I think that blogging can be very useful for schools. A number of the articles I have read mention that blogging motivates students to write. I believe this is true. In “Five Don’ts of Classroom Blogging,” Julie Sturgeon mentions that shy students are more likely to share their thoughts on a blog than they ever would face to face. The article by Catherine Imperatore mentions how students feel more ownership over their materials if it is published online. This causes the students to strive to create a better product. Another positive for blogging is that it can help students to build from small sections of writing to a larger essay. In Julie Sturgeons article, she quotes Dubbels, “Blogs are great for transitioning from paragraphs to essays.” Aside from helping students, I really like the idea of using blogging to communicate between professionals both for staff development and communication. This is especially talked about in “Why We Blog” by Sophie Brookover. As long as staff is properly trained on using blogs, updates and important announcements can easily be shared on blogs without the risk of being “accidentally deleted” like emails (Brookover, 29). I think it would be a great idea for a media specialist to use a blog focusing on various ideas of how to use the media center for a teacher's class class. Because of these things I think blogging should be used in schools, but there are things that need to be kept in mind when using blogs.

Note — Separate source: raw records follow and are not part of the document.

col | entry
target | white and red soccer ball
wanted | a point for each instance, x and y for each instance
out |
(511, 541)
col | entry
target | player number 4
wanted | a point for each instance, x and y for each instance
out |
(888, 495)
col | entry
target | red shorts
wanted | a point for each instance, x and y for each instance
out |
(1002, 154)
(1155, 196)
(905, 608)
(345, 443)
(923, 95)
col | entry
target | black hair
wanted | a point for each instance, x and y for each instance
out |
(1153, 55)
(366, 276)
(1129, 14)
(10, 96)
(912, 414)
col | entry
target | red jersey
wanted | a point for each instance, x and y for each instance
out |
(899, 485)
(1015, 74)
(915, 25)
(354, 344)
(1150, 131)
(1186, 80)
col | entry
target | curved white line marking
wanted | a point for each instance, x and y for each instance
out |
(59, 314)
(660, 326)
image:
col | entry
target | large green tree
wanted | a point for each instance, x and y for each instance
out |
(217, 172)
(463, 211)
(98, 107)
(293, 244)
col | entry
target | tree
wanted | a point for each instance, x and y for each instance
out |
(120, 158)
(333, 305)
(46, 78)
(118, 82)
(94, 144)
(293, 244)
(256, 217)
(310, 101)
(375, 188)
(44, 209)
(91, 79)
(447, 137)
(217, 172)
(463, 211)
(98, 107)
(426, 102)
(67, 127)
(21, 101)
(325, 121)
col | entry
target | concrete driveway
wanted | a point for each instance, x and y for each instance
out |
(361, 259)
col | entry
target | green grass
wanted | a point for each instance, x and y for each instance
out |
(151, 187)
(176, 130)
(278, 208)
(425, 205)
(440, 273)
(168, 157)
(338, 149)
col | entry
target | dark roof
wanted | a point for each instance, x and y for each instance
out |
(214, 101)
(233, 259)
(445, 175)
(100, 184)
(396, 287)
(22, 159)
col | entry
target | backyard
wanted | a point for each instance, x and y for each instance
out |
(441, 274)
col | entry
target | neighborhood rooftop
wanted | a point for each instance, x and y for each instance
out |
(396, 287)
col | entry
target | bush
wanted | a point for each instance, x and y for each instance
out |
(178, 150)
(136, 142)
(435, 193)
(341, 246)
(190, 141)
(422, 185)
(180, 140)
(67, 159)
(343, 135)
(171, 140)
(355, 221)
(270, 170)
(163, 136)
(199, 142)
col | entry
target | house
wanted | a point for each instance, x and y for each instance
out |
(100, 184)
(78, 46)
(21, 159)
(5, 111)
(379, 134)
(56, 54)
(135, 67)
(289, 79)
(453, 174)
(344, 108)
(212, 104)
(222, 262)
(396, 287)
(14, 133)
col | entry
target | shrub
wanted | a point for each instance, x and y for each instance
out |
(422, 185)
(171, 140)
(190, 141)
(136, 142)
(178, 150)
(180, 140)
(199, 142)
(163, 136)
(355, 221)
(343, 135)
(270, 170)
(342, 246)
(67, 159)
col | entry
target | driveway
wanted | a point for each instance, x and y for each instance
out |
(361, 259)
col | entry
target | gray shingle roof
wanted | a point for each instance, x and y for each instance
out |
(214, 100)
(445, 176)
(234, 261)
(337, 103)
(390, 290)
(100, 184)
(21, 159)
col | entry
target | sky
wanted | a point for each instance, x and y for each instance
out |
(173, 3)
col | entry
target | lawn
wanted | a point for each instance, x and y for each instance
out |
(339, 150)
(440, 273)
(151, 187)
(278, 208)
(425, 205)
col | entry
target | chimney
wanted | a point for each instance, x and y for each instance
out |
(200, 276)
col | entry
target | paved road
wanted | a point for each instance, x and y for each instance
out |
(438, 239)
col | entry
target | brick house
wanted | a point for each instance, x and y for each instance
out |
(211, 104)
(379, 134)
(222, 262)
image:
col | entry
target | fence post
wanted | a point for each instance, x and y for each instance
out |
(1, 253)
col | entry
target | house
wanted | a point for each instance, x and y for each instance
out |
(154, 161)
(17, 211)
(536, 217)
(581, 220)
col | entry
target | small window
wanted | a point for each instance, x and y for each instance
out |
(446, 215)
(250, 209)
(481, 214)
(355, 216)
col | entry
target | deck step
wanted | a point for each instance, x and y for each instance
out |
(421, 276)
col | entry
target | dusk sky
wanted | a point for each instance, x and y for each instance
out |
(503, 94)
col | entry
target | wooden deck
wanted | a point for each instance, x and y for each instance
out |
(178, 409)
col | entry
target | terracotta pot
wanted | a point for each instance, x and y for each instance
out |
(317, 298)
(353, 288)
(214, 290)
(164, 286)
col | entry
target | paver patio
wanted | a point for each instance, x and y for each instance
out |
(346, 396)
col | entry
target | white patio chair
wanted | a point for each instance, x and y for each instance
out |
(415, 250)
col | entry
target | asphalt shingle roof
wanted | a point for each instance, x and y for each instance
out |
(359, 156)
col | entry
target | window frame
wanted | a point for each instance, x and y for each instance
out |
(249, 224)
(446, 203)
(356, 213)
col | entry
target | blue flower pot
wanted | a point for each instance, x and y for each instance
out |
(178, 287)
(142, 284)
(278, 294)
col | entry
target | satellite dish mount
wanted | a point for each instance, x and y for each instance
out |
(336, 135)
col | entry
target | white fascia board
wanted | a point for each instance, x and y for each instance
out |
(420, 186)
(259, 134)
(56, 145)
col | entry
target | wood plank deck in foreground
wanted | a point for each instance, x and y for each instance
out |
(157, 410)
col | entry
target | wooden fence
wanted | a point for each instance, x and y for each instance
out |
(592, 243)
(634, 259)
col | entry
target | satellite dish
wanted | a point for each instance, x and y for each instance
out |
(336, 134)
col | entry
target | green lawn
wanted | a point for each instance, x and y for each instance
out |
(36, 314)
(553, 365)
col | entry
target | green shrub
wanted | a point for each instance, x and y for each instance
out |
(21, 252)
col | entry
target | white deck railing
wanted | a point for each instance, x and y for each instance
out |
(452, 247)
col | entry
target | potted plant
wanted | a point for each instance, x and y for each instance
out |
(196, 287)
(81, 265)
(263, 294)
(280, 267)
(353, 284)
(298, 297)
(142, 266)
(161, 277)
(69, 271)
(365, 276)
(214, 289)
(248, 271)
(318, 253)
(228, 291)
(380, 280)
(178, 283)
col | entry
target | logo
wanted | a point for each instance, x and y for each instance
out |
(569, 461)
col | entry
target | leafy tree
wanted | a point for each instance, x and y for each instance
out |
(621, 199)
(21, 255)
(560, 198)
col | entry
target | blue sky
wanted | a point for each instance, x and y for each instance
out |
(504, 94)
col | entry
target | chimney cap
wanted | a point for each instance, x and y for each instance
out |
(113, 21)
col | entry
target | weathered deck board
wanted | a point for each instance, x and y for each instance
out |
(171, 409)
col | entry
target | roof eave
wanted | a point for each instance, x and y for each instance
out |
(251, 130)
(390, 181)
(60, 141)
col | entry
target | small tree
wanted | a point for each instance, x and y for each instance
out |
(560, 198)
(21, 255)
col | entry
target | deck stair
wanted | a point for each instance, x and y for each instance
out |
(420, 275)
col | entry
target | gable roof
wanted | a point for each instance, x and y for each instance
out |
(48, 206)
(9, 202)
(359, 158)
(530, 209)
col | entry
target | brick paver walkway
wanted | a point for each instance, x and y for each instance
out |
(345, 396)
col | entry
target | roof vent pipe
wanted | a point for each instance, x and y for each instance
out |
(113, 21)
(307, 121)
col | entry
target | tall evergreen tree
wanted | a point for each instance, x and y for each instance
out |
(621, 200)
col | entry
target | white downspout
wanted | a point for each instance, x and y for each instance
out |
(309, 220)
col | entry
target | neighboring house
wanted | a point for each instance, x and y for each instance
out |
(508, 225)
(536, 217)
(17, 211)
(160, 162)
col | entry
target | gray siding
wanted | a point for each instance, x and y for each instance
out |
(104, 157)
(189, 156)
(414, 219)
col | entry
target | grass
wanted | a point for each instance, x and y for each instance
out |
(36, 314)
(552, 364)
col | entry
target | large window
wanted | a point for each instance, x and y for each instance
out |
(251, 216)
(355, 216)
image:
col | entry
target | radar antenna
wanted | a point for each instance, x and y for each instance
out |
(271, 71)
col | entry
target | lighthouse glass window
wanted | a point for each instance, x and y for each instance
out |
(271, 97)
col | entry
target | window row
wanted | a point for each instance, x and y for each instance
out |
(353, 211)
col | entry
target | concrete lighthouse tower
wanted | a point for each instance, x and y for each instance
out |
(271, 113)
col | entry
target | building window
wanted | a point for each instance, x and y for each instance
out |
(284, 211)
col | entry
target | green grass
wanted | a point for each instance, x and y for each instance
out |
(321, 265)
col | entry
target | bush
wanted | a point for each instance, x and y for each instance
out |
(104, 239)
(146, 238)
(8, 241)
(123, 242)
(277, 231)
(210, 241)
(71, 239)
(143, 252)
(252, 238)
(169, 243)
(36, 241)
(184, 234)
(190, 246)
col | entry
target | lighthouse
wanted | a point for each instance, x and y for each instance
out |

We need to remember there is a proper time and place for blogs. We need to make sure that we aren’t just using blogs for the sake of making kids like our classes. The blogs need to work toward a standard or objective that will help our students excel in the future. We should also make sure that we, as educators, can successfully use blogs ourselves before we expect our students to use them, as expressed by Julie Sturgeon. We shouldn’t solely rely on blogs to have our students write. Students need to learn traditional ways of writing as well, or we may be hindering their educational advancement. As long as we use blogs with the proper mindset, they can truly help our students excel and build their writing skills.
Personally, although I think blogs could be useful, I don't think I will use them. I have tried to use blogs before and I find myself getting disinterested in them very quickly. I would like to continue to do them, but I can't say that it will happen.